De modo que me vejo obrigado a retomar uma entediante discussão – que eu já julgava superada – para explicar que fazer críticas à esquerda não significa automaticamente ser de direita. Antes de tudo, critico as esquerdas com a maior consciência, justamente porque elas dizem destruir o poder opressor quando, em geral, o estão instituindo em novos moldes. Além disso, dedico especial atenção às esquerdas porque no interior delas e não das caquéticas direitas é que se estão desenvolvendo os debates mais inteligentes sobre nosso tempo. Mas autodefinir-se de esquerda não significa, necessariamente, garantia de progressismo. Ao contrário, frequentemente, dizer-se de esquerda é um jeito de ser camufladamente conservador: utiliza-se o discurso progressista como forma de se proteger contra ele.

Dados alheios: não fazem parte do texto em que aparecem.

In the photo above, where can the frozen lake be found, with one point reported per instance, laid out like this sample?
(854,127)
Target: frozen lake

Não pretendo com isso, dizer nada de novo. Há muito tempo se conhecem críticas, por exemplo, à esquerda marxista que criou deuses materialistas como o Estado, novos papas, santos e beatos, mais de uma bíblia, além de legiões de teólogos e exegetas bíblicos – tudo no melhor estilo ópio do povo que os marxistas tanto execraram nas religiões.
Portanto, não existe um sistema coeso chamado “esquerda”, simplesmente porque esquerda e direita são conceitos muito relativos e é muito fluida a fronteira entre ambas. Atitudes revolucionárias de trinta anos atrás podem ter uma conotação perfeitamente reacionária hoje em dia. E nossas pretensões esquerdizantes com certeza estão cheias de componentes direitistas. A gente ainda vai comer muito gato por lebre, se continuar acreditando na falsa dicotomia direita-esquerda.